Frightfest 2014: ‘Savaged’ Review
Stars: Amanda Adrienne, Tom Ardavany, Ronnie Gene Blevins, Rodney Rowland, Brionne Davis, Ed Fletcher, Jason Gurvitz, Daniel Knight, John Charles Meyer, Kyle Morris, Marc Anthony Samuel | Written and Directed by Micheal S. Ojeda
Travelling across country to be with her fiancé, deaf mute Zoe (Adrienne) stumbles on a horrific crime. Zoe’s brave attempt to intervene seals her fate; she’s brutalized and left for dead. When an Indian shaman finds her clinging to life in a shallow grave he attempts to save her – but in the mystical process the spirit of an ancient Apache warrior enters her corpse hell-bent on revenge. But can she slaughter the men who attacked her in time before her body decomposes completely?
Described as a more horrific take on The Crow, Savaged is actually more a supernatural take on I Spit on Your Grave (or The Last House of the Left) – complete with a tortured heroine, brutal rape scenes and even more brutal revenge – than comic book movie.
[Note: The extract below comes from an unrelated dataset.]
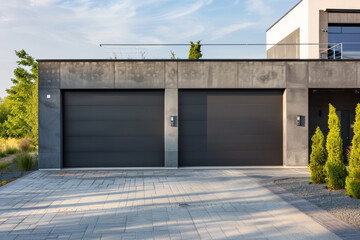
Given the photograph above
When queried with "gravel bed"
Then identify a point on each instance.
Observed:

And much like Almost Human, which is also screening at this years Glasgow Frightfest, Savaged is is also eerily reminiscent of 80s cinema and in particular the Native American fused stories of Poltergeist, Scalps, Shadow of the Hawk et al. It’s a refreshing change in the genre – after all it’s been some time since vengeful spirits and Native American traditions have been brought together on the big screen in such a fashion.
Of course modern revenge movies are nothing without the gory hellbent scenes of vengeance, and there’s plenty of gore on display in Savaged too, the kind of which we haven’t seen in a while – including a gloriously violent and incredibly bloody disembowelment (which leads to a hilarious intestine tug of war), and beheading and scalpings galore; and of course the more traditional “death by bow and arrow”… It’s a stunningly gory display really showing the love writer/director must have for OTT gore-heavy genre flicks.
However whilst the gore is the star of the film, Ojeda also tries to infuse his story with more melodrama – no doubt to distance Savaged from the seedy lows of your typical rape/revenge movie, however his script comes across a somewhat inept and overwrought, with leading man Marc Anthony Samuel (as the undead Zoe’s boyfriend) making the weak script even worse through some seriously over-hammed acting, rendering what should be the films emotional core into something of, sadly, a farce.
It’s a strange dichotomy. Ojeda’s film is both a fantastically gory and effective horror tale, with a great revenge story and central character that is superbly well-rounded and emotionally captivating (thanks to actress Amanda Adrienne’s brilliant portrayal of both sides of Zoe’s character – victim and killer), but it’s all let down somewhat by the risible script. Thankfully as a genre fan I can look over cheesy lines and bad delivery – after all aren’t a LOT of horror movies lumbered by such constraints? And it helps that the rest of Savaged easily outshines any issues with sub-par dialogue.
A superb supernatural take on I Spit on Your Grave, Savaged was, at least for me, a cracking start to Glasgow Frightfest 2014.